I want to quote one paragraph from the Agreement to which this country was a party and under which Aden became one of the Federated States of South Arabia. It says this:Save as may be otherwise agreed between the United Kingdom and the Federation in any particular case or class of case exclusive jurisdiction with respect to all proceedings against members of such Forces and the personnel mentioned in paragraph (1)(a) of Section 4 of this Annex"—which is the relevant one—shall be exercised by Courts and authorities established or recognised by the United Kingdom for this purpose".What I want my right hon. Friends to tell me, if they can—I think that the House ought to be told something about it before we go away for the Christmas holidays—is this. First, is there any agreement to the contrary? If so, what is it? Secondly, if there is no agreement to the contrary, what courts do we recognise or have we established in Aden 1207 since April of this year when Aden became an Arabian State? Thirdly, if we have established or recognised any courts in the State of Aden, what law do they apply? If they exercise any criminal jurisdiction, what sanctions are at their disposal? Is there a right of appeal? If there is, is there a right of appeal to any British court? If not, then to what court? What jurisdiction does any such court of appeal exercise?
I hope that right hon. and hon. Members will not think that these are irrelevant questions to ask about 7,000 young soldiers whom we export without asking them.
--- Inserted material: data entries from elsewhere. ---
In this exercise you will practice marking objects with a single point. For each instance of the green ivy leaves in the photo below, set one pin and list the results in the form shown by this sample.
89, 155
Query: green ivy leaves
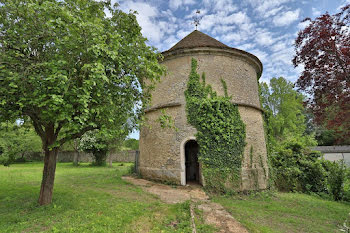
220, 131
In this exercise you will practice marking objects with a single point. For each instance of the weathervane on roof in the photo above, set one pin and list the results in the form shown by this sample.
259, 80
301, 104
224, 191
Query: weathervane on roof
197, 19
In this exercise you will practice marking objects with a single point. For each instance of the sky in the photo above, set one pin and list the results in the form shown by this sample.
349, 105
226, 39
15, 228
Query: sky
265, 28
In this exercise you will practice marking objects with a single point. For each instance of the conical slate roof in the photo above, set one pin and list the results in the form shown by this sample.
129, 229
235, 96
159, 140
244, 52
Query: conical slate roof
197, 39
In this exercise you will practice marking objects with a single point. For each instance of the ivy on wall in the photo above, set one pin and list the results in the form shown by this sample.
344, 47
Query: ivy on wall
220, 133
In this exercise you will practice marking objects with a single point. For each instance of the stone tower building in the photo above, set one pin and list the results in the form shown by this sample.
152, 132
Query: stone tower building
171, 155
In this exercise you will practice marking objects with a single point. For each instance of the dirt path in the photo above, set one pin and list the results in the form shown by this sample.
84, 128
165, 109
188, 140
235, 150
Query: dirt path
213, 213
Surely the men themselves are entitled to know to what law they are answerable? If they were tried by a British court, there would be no difficulty. If they were tried by a court-martial, this would be a British court; and a British court-martial would be bound by the law of this country, just as much in a Colony as it would be here. But this is no longer a Colony.
Yesterday, a statement was made with regard to certain pending investigations against a number of soldiers in Aden. A suggestion was made that they may be tried by a court-martial. Is that quite certain? Or could they be tried by a civil court in Aden; and, if so, what civil court in Aden? And what law would be applied in that civil court? What risks are they running if they do not behave themselves? Surely they are entitled to know this. It is one of the basic principles of our law that people are presumed to know the law, and ignorance of the law is no excuse for offences against it. Could such a principle be invoked in cases where ignorance of the law is inevitable, because nobody has ever told anybody, not even the House of Commons itself, what the law is.
If we are continuing this policy of sending a British military presence east of Suez or west of Suez or north of Suez or south of Suez, surely we ought to have some guide to ensure that the soldiers that we send there are properly protected by ordinary British principles in British courts exercised by British officials and that we do not hand them over to some vague, ambiguous, undefined, court in a foreign country, or foreign country even for a limited purpose—a court which we have established or recognised under 1208 some power which is outside the ordinary laws of the United Kingdom.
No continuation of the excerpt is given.